A fisherman’s stringer of Kasilof River sockeye salmon caught in the personal-use dipnet fishery lies on the beach on Tuesday, July 31, 2018 in Kasilof, Alaska. (Photo by Elizabeth Earl/Peninsula Clarion)

A fisherman’s stringer of Kasilof River sockeye salmon caught in the personal-use dipnet fishery lies on the beach on Tuesday, July 31, 2018 in Kasilof, Alaska. (Photo by Elizabeth Earl/Peninsula Clarion)

Fish and Game increases Kasilof sockeye bag limit

With the Kasilof River sockeye run safely within the optimum escapement goal, the Alaska Department of Fish and Game will allow anglers to keep more fish.
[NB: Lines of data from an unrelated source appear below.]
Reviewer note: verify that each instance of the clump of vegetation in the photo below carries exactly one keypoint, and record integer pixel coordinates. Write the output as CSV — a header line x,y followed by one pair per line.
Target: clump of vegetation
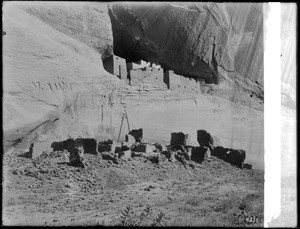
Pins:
x,y
131,217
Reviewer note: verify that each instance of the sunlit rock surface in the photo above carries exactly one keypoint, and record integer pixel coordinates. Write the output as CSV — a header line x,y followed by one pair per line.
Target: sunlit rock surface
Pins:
x,y
193,39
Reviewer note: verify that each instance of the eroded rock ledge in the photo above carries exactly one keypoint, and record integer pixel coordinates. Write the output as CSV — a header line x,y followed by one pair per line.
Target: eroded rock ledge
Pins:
x,y
192,39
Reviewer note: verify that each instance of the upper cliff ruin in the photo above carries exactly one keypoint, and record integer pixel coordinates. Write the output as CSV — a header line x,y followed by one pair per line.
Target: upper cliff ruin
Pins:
x,y
193,39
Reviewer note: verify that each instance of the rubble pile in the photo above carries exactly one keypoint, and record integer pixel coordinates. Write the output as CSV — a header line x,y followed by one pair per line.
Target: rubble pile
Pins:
x,y
180,149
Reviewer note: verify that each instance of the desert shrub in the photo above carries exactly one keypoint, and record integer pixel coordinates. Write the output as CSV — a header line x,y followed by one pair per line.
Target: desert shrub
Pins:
x,y
131,217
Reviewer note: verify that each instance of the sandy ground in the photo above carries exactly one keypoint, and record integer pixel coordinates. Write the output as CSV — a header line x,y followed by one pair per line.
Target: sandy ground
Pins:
x,y
45,71
47,191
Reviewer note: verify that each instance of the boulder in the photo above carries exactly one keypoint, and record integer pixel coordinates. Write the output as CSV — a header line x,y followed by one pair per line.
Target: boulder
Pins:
x,y
177,138
237,157
124,154
27,153
198,154
76,157
187,140
183,154
144,148
116,147
207,153
103,148
39,148
129,139
232,156
247,166
204,138
137,134
89,145
216,141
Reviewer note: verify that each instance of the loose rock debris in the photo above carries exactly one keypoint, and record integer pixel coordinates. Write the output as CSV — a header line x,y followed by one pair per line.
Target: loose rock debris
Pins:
x,y
180,149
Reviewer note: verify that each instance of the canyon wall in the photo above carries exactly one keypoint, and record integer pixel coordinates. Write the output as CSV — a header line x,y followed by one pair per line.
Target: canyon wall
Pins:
x,y
54,83
193,39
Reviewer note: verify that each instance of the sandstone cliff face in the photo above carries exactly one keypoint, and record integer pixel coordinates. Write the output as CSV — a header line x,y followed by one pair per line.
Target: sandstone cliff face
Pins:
x,y
52,68
87,22
55,83
193,39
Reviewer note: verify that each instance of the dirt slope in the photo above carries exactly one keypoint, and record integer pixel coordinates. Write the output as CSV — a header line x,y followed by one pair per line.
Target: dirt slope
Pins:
x,y
47,191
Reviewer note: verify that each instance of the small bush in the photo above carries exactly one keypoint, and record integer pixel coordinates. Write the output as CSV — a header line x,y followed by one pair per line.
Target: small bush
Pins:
x,y
129,217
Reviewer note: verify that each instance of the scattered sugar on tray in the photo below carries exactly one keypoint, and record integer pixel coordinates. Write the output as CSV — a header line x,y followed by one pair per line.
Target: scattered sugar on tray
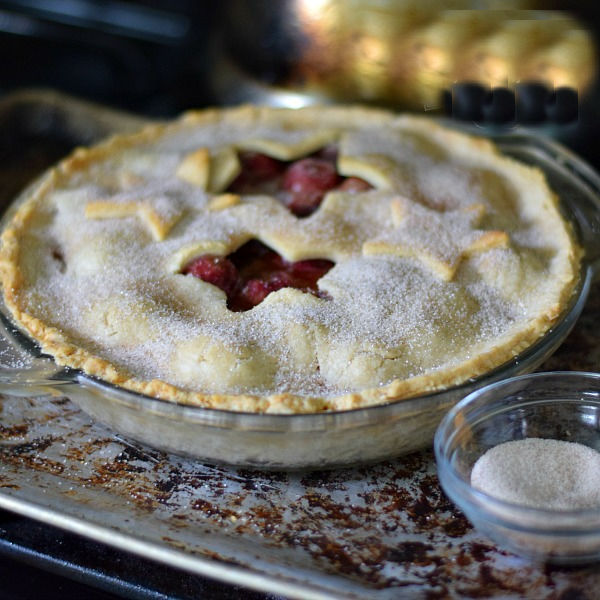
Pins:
x,y
541,473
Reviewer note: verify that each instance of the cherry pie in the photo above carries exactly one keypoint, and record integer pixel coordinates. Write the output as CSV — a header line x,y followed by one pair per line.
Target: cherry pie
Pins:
x,y
275,260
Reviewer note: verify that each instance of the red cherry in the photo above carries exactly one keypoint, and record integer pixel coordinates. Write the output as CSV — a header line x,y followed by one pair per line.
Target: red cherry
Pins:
x,y
308,180
354,184
311,270
214,269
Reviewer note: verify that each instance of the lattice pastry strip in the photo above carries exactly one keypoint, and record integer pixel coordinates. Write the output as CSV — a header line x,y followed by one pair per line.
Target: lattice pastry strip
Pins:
x,y
439,240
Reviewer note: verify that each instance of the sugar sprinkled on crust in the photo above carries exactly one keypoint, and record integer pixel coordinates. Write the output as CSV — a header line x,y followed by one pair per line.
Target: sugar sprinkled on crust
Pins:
x,y
107,295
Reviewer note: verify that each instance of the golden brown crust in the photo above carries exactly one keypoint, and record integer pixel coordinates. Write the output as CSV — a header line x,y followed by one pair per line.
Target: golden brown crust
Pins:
x,y
477,252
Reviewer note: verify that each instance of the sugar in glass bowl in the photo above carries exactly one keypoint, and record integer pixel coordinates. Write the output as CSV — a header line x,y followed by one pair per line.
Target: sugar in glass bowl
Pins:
x,y
561,406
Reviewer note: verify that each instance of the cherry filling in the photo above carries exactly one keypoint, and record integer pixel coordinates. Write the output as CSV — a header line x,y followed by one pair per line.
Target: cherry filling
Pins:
x,y
253,271
300,184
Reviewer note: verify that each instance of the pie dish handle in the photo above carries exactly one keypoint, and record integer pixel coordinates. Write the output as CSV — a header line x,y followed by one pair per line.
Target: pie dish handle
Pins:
x,y
24,370
40,380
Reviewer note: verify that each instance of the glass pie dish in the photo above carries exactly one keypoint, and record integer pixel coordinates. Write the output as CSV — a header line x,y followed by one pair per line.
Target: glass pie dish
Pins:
x,y
322,439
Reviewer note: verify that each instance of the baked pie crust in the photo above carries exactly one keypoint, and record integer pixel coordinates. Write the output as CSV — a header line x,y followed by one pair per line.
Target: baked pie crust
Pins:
x,y
454,261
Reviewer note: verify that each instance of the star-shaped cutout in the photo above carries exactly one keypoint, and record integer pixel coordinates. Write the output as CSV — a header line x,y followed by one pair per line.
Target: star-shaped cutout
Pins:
x,y
440,240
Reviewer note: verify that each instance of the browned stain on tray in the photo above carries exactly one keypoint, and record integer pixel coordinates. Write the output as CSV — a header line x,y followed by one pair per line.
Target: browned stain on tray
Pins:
x,y
384,526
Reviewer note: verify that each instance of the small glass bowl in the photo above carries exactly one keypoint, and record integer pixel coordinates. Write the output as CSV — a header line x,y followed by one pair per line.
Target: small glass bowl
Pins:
x,y
562,406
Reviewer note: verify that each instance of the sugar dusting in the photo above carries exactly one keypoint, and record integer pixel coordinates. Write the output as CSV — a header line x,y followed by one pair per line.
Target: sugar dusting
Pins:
x,y
541,473
115,298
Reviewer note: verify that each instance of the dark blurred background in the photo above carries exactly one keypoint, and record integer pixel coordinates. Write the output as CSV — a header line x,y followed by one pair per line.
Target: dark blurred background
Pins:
x,y
503,65
159,57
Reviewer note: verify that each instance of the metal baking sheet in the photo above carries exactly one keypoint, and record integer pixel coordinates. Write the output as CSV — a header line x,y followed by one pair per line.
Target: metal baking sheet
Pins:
x,y
383,531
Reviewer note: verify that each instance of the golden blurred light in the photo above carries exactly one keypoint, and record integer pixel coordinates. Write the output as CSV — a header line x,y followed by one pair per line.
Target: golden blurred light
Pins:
x,y
406,52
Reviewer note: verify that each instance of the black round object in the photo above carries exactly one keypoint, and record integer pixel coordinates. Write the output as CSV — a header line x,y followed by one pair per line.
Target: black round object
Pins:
x,y
562,105
467,101
499,106
531,100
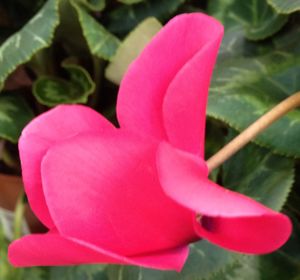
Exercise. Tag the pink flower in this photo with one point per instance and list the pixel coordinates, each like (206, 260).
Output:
(130, 195)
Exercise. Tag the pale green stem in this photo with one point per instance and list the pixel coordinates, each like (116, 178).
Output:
(253, 130)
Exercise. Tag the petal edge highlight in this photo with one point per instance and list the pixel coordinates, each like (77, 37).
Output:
(229, 219)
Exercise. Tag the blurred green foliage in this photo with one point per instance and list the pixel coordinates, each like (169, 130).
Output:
(60, 51)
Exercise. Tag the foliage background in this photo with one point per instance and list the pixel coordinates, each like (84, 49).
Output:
(76, 51)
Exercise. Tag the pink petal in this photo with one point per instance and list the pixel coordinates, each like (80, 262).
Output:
(185, 38)
(52, 249)
(105, 190)
(229, 219)
(184, 106)
(43, 132)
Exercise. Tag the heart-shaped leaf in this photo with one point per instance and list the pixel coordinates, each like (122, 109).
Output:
(245, 85)
(52, 91)
(101, 42)
(34, 36)
(258, 19)
(130, 48)
(14, 115)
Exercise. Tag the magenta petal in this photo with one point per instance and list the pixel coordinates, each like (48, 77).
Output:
(184, 107)
(146, 82)
(52, 249)
(43, 132)
(229, 219)
(105, 190)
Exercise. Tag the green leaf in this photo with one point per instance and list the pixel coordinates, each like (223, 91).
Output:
(86, 272)
(286, 6)
(52, 91)
(130, 2)
(101, 42)
(14, 115)
(281, 264)
(35, 35)
(130, 48)
(204, 260)
(124, 18)
(93, 5)
(265, 177)
(245, 87)
(258, 19)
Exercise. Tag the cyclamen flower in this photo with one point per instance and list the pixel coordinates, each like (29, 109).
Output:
(131, 195)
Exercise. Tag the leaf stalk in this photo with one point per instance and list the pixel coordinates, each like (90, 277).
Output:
(253, 130)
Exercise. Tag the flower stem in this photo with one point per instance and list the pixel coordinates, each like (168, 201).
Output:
(253, 130)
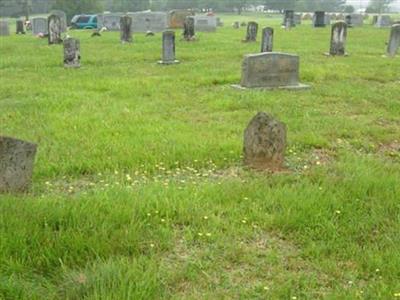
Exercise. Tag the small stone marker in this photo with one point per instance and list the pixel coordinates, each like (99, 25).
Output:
(126, 29)
(4, 28)
(16, 164)
(72, 56)
(20, 27)
(264, 143)
(394, 40)
(188, 29)
(267, 39)
(270, 70)
(168, 49)
(252, 30)
(55, 29)
(338, 39)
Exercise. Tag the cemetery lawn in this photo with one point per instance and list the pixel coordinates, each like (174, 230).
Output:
(139, 191)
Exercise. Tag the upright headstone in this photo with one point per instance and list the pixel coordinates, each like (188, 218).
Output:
(271, 70)
(338, 39)
(267, 39)
(39, 26)
(126, 29)
(20, 27)
(264, 143)
(4, 28)
(394, 40)
(319, 19)
(188, 29)
(72, 55)
(16, 164)
(55, 29)
(168, 48)
(252, 31)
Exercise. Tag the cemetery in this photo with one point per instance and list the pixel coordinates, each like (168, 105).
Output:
(182, 154)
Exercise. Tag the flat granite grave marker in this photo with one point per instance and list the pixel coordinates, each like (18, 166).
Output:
(252, 31)
(4, 28)
(271, 70)
(55, 29)
(126, 29)
(168, 48)
(394, 40)
(17, 159)
(72, 55)
(267, 39)
(264, 143)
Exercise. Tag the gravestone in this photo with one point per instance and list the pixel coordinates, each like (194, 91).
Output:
(39, 26)
(55, 28)
(270, 70)
(319, 19)
(205, 23)
(252, 31)
(16, 164)
(110, 21)
(149, 21)
(20, 27)
(264, 143)
(267, 39)
(168, 48)
(4, 28)
(383, 21)
(188, 29)
(72, 55)
(63, 17)
(126, 29)
(394, 40)
(338, 39)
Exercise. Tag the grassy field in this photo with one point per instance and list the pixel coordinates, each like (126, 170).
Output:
(139, 190)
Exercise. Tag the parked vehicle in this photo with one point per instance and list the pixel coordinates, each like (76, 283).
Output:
(84, 22)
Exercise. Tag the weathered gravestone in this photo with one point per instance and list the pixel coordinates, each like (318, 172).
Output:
(63, 17)
(205, 23)
(126, 29)
(72, 55)
(319, 19)
(16, 164)
(338, 39)
(20, 27)
(264, 143)
(271, 70)
(267, 39)
(39, 26)
(168, 48)
(252, 31)
(394, 40)
(188, 29)
(55, 29)
(4, 28)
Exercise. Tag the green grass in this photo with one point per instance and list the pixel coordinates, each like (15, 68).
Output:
(139, 191)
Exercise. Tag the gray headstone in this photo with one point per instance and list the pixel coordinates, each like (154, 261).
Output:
(271, 70)
(168, 48)
(20, 27)
(267, 39)
(394, 40)
(252, 31)
(264, 143)
(4, 28)
(16, 164)
(188, 29)
(39, 26)
(126, 29)
(55, 29)
(72, 55)
(338, 39)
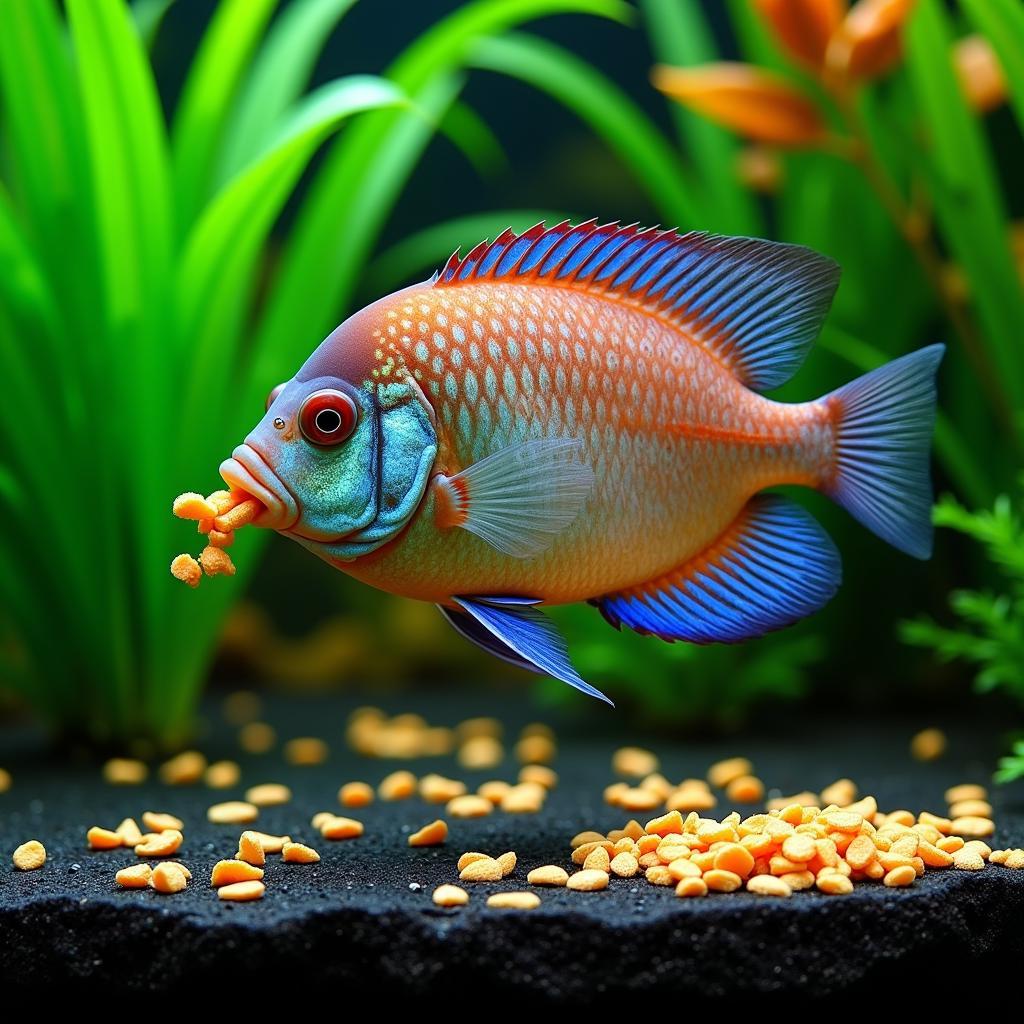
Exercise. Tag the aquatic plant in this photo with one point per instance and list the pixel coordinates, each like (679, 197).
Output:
(989, 631)
(141, 322)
An emergency order issued Friday increases the bag and possession limits for sockeye on the Kasilof River effective Saturday at 12:01 a.m. to six per day with 12 in possession. That’s up from the usual three with six in possession, according to the 2018 sportfishing regulations.

The increase is linked to a simultaneous sockeye salmon closure on the Kenai River, which was announced Wednesday to take effect 12:01 a.m. Saturday. The same concern led Fish and Game to close the personal-use dipnet fishery on the Kenai two days early. While the Kenai River’s sockeye run has been poorer than expected, the Kasilof River sockeye run has been strong enough to meet the escapement goal and provide surplus fish for harvest.

“The poor sockeye salmon return to the Kenai River this year has impacted a lot of people,” said Cook Inlet Management Coordinator Matt Miller in the Friday announcement. “However, there is still an opportunity for anglers to get out and fish for sockeye salmon on the Kasilof River.”

The announcement reminds anglers that only two salmon per day and two in possession can be coho salmon.

As of Thursday, 316,492 sockeye had passed the sonar on the Kasilof River. The optimum escapement goal on that river is between 160,000–390,000 sockeye.

The Kasilof River dipnet fishery will be open until Aug. 7.